By Otto A. Friedrich

In an outstanding performance last evening in Sanders Theatre, the Harvard Glee Club and the Radcliffe Choral, directed by G. Wallace Woodworth, roused a rather stodgy audience out of its lethargy by the sheer brilliance of several of the compositions, which ranged from Weelkes and Allegri to Holst and Harvard's Archibald T. Davison.

"Doc" Davison's anthem, "O Gladsome Light," was written in memory of Gustav Holst, who died last year, and was a personal friend of Dr. Davison, and through him, of the Harvard Glee Club. Somewhat reminiscent of Holst in its harmonic treatment, this anthem, sung by the Glee Club alone, built up an intensity of feeling which blazed out into a magnificent climax in the last verse.

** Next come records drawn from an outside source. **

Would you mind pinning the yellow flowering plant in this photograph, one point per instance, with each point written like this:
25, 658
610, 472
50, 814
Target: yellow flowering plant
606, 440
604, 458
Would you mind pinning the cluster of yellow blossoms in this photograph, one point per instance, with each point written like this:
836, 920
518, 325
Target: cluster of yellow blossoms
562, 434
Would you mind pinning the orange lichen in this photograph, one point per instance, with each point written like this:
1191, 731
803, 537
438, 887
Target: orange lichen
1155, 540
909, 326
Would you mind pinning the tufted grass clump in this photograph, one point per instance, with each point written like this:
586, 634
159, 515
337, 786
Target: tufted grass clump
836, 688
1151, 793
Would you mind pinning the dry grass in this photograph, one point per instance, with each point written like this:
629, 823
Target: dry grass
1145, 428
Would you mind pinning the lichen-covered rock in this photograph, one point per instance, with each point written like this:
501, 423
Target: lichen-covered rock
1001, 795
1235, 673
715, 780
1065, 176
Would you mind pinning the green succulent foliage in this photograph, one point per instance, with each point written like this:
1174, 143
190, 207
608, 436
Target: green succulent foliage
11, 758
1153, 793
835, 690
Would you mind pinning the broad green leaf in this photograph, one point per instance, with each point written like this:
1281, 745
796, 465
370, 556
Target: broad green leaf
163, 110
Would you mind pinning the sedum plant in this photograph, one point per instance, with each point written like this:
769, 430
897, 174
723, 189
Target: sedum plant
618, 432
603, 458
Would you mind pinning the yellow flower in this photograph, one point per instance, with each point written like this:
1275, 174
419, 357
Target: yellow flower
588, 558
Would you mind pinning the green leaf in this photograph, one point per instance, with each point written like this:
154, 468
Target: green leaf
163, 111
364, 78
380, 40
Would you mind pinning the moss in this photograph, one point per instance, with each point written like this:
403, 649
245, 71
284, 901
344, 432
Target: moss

Matching this piece was Walt Whitman's "Dirge for two Veterans" set to music by Holst, conducted by "Doc" with lightness and precision which it is his gift to draw from his singers without any sacrifice of emotional force.

The Radcliffe Choral Society's singing of the delightfully naive, yet technically intricate madrigal, "The Nightingale," of Weelkes, and in the "Arkansas Traveler," more than made up for a rather drab and mechanical interpretation of a Gluck chorus from "Orpheus."

If anyone carps at details, such as too covered a tone and often an exaggerated clipping of the syllables--faults that are begotten of over-emphasis on correct principles of chorus singing--the objector must be reminded that it is no small virtue to turn out so fine a performance of pieces as different as Allegri's "Misere" and the coronation scene chorus from Moussorgsky's "Boris Godounov."